Oleh: Zulkifli Tri Darmawan S.Si
(Mahasiswa Program Pascasarjana Fisika Medik FMIPA UNHAS, Infokom PP Lidmi)
“Dan janganlah kamu saling memanggil dengan gelar (yang buruk)”
(QS. Al-Hujuraat [49]: 11).
“Hey anjing! babi! monyet! keluar lo kalau berani! Hadapi kami di depan!,” Teriakan itu sontak mengagetkan Dorlince Iyowau (19 tahun) yang tengah berada di dalam asrama mahasiswa Papua, Jalan Kalasan No.10, Surabaya, Jawa Timur pada Jumat (16/8/2019) sore. Sore itu ada 15 orang di dalam asrama. Mereka tengah beres-beres karena akan ada acara keesokan hari di sana.
Orang yang diduga anggota TNI itu mulai menggedor-gedor dan merusak pagar, jumlah mereka sekitar 15 orang. Dorli tidak tahu alasan kemarahan orang-orang itu, tapi ia menduga aksi itu berhubungan dengan tiang bendera yang patah di depan asrama. Menurut Dorli, bendera itu sudah berkibar sejak beberapa hari lalu dan tak ada penghuni asrama yang mempermasalahkan. Namun, tiba-tiba saja bendera itu telah rusak dan para mahasiswa Papua di asrama dituduh sebagai perusaknya.
Suasana makin mencekam, Satpol PP dan berbagai ormas berdatangan mengepung asrama. Ujaran-ujaran rasis penuh kebencian terlontar dari mulut mereka sejak sore. Mahasiswa yang ketakutan hanya bisa berkumpul di aula asrama sembari menahan lapar sepanjang malam. Beruntung pada 17 Agustus siang, 27 mahasiswa Papua lain datang ke asrama untuk membawa makan. Namun mereka tak bisa keluar, total ada 43 mahasiswa yang kini terkurung.
Karena kejadian ini, berita hoax mulai berhembus hingga ke Papua sana. Tak ada yang tahu pasti mana yang benar. Yang jelas, peristiwa ini masih terus diselidiki oleh pihak berwajib. Kendati demikian, seperti yang saya prediki, akibat dari tindakan represif ini, Papua mulai bergolak. Banyak bangunan dibakar massa. Orang-orang pendatang ketakutan keluar rumah dan malah memilih bertahan di dalam.

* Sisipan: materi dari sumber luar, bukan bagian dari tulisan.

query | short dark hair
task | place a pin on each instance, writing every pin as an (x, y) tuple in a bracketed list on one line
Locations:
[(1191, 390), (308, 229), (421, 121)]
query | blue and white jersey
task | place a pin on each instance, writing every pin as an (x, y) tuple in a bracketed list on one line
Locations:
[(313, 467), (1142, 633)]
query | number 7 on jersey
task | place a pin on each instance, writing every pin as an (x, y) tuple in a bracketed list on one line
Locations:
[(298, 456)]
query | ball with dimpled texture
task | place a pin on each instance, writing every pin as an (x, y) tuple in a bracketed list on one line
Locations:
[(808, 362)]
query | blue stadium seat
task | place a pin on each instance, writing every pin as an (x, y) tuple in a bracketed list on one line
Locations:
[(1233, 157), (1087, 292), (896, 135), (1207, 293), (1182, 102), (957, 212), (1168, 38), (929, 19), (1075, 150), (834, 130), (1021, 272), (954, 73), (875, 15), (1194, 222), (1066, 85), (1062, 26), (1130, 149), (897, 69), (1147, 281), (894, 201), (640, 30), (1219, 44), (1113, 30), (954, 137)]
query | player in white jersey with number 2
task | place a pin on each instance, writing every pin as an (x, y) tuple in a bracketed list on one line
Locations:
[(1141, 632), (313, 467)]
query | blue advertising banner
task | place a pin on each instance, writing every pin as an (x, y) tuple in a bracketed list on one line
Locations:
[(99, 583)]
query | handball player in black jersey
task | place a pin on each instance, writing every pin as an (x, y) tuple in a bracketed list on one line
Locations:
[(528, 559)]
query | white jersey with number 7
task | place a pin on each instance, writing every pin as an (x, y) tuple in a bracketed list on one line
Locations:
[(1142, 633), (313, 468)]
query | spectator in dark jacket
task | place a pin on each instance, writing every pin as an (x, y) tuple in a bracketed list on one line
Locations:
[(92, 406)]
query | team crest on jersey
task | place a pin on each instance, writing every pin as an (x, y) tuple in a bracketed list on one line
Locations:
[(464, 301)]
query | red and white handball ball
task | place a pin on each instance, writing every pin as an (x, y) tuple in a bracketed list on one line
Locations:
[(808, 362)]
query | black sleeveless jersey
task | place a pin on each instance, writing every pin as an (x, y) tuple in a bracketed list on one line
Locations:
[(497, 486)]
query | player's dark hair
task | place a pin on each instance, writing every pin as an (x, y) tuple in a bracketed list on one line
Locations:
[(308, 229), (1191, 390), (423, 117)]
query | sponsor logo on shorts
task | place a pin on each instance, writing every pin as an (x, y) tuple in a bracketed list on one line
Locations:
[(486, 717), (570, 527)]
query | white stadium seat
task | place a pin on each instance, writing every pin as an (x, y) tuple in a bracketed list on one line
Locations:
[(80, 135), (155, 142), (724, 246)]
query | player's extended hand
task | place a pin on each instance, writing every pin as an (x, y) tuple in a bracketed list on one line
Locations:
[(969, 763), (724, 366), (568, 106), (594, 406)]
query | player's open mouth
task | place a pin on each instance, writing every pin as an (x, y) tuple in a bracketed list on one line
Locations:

Amukan massa tidak terkendali lagi. Gas air mata diberondong ke arah ratusan massa yang berkumpul di titik kota Manokwari. Tapi sama saja, tak ada hasil. Mereka menjadi bringas. Wajar, sebab hati mereka berontak. Merasa dianaktirikan, merasa dihinakan dengan sebutan “Monyet”. Lalu mereka pun membalasnya dengan tindakan yang membuat dada ini seperti diiris sembiluh. Kata mereka ”Jika kami adalah monyet, maka jangan paksa kami kibarkan merah putih”. Degg…!!
Bukan hanya tindakan pelemparan dan semacamnya, aksi para demonstran juga diwarnai dengan aksi pembakaran bendera merah putih, dan dalam video yang beredar terlihat sejumlah warga yang berada diatas trotoar jalan, dipandu oleh seorang anak muda memakai pengeras suara meneriakkan “Kami bukan merah putih. Kami bintang kejora”, degg..!! miris, dinegara kita, persatuan kita mulai koyak, mulai dipecah oleh isu-isu yang sebetulnya tidak pantas dihadirkan ditengah kemajemukan bangsa ini.
Aktivis Forum Rakyat Indonesia Untuk West Papua (FRI-West Papua) Surya Anta menilai aksi di Surabaya menandakan masih kentalnya kebencian berbasis ras kepada orang Papua. Ini ironis karena pemerintah juga terus menerus mengeksploitasi sumber daya alam (SDA) Papua. Hal ini membuat Surya teringat pada pernyataan mantan wakil kepala Badan Koordinasi Intelijen Negara (BAKIN) Ali Moertopo : “Jakarta tidak tertarik kepada orang Papua melainkan wilayahnya.” Hal itu ia sampaikan di hadapan anggota Dewan Musyawarah Papua (DMP) di Jayapura beberapa waktu pasca Penentuan Pendapat Rakyat (Pepera). Ini adalah pernyataan, sekaligus pertanyaan bagi kita semua. Papua adalah wilayah NKRI, tapi kenapa seolah-olah mereka dianak tirikan. Apakah karena wajah dan bentuk tubuh mereka yang hitam legam? Tidak seperti orang Indonesia kebanyakan?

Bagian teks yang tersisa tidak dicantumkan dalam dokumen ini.